Mokhtar Ben Barka, La droite chrétienne américaine des origines à nos jours

Vulaines-sur-Seine, Éditions du Croquant, 2022, 407 pages
Florian Michel
Référence(s) :

Mokhtar Ben Barka, La droite chrétienne américaine des origines à nos jours

Vulaines-sur-Seine, Éditions du Croquant, 2022, 407 pages

Texte intégral

1La parution, sous la plume de Mokhtar Ben Barka, du volume intitulé La droite chrétienne américaine des origines à nos jours (2022), est l’occasion de souligner l’important apport de l’auteur à la connaissance politique et religieuse des États-Unis contemporains, et de proposer, modestement, quelques réflexions de méthode sur ce point.

2Depuis sa thèse, soutenue à l’Université de Nantes en 1991, sous le titre Politique et religion aux États-Unis : le cas de la moral majority, l’auteur ne cesse d’explorer cette « droite chrétienne » états-unienne dans ses contours sociologiques et idéologiques, ses batailles électorales et ses réalisations politiques. La thèse se concentrait sur la période 1979-1989 et portait sur la figure du pasteur baptiste Jerry Falwell (1933-2007), le télévangéliste le plus célèbre, qui avait réussi à concilier fondamentalisme religieux et conservatisme politique, et à ancrer les bastions évangéliques de la Bible Belt dans le camp républicain, alors que, jusque tard dans les années 1970, cet électorat était, dans ses grandes masses, encore proche du parti démocrate, comme en témoignait l’élection de Jimmy Carter à la présidence en 1976. Cette « majorité morale », dont l’auteur dressait alors un portrait dans la longue durée de l’histoire états-unienne et dans les circonstances spécifiques du « backlash » post-1968, entendait lutter contre la sécularisation des États-Unis en revenant aux sources des « réveils » religieux propres à l’histoire nord-américaine, et se proposait comme une réponse antimoderne, « morale » et défensive à la vague moderniste, « licencieuse » et offensive de la « contre-culture ». La « majorité » silencieuse et populaire répondait enfin, en quelque sorte, à « l’avant-garde » élitaire et séculière.

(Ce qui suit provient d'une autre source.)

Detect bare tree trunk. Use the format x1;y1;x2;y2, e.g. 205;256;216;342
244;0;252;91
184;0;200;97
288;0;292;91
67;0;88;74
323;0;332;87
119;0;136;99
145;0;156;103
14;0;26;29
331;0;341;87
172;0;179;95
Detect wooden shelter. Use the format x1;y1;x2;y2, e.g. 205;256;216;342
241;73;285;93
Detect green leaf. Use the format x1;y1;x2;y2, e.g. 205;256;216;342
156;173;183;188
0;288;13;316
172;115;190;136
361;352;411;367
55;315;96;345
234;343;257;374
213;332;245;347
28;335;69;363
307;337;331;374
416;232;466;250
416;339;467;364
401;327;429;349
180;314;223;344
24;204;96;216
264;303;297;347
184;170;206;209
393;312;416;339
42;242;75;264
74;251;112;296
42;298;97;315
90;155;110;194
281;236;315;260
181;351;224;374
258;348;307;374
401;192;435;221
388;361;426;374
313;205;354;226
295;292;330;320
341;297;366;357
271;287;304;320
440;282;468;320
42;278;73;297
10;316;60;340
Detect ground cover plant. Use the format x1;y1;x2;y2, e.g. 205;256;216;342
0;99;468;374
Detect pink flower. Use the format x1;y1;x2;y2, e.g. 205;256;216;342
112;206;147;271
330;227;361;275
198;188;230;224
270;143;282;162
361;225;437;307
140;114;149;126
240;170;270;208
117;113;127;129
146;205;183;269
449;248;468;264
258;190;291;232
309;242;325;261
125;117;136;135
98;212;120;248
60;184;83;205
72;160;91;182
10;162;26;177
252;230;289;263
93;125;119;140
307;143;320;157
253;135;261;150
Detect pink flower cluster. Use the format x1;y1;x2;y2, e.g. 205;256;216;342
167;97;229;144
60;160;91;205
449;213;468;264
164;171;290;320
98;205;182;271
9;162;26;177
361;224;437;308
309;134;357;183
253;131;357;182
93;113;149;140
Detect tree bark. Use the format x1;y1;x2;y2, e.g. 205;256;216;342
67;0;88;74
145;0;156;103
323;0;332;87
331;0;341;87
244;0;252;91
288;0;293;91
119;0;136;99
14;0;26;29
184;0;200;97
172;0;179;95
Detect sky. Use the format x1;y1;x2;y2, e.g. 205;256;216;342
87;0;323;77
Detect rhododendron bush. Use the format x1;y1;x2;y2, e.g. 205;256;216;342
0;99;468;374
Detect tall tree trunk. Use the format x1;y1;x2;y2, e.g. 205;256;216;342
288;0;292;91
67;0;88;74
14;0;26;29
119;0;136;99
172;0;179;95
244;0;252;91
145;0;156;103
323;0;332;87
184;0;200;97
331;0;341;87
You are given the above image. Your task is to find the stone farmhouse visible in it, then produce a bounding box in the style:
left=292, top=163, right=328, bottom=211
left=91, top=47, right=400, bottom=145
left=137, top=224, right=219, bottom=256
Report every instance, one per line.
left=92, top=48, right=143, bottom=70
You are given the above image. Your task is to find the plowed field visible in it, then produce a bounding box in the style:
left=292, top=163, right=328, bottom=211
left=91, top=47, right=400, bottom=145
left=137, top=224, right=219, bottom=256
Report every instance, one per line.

3Depuis trois décennies, et en des publications successives, M. Ben Barka est à la poursuite chronologique de son objet, affinant sans cesse le tableau de cette « droite chrétienne américaine », essentiellement saisie par l’auteur dans sa dimension évangélique. Pour saisir la portée de son dernier opus, il importe en conséquence de le resituer brièvement dans l’ensemble de l’œuvre de l’auteur. En 1996, fruit de sa thèse, avec une préface de Claude-Jean Bertrand, aux Presses universitaires de Valenciennes, M. Ben Barka publiait La nouvelle droite américaine : des origines à nos jours (192 p.). En 1998, aux Éditions de l’Atelier, avec une préface de Jean-Paul Willaime, il publiait Les nouveaux rédempteurs : le fondamentalisme protestant aux États-Unis (191 p.). En 1999, aux Éditions du Temps, le volume de 1996 est refondu et augmenté, avec un nouveau titre : La nouvelle droite américaine : des origines à l’affaire Lewinsky (255 p). La présidence de George W. Bush (2000-2008) ravive encore l’actualité de cet objet politico-religieux. En 2006, l’auteur publie cette fois La droite chrétienne américaine : les évangéliques à la Maison Blanche ? (320 p.). L’élection de Donald Trump en 2016 témoigne encore des liens entre le candidat républicain et les électeurs évangéliques, et invite l’auteur à prolonger une nouvelle fois ses analyses dans un nouveau volume, prolongement des précédents, sous le titre cette fois La droite chrétienne américaine des origines à nos jours (2022, 407 p.).

  • 1 https://www.pewresearch.org/short-reads/2024/04/12/9-facts-about-us-catholics/.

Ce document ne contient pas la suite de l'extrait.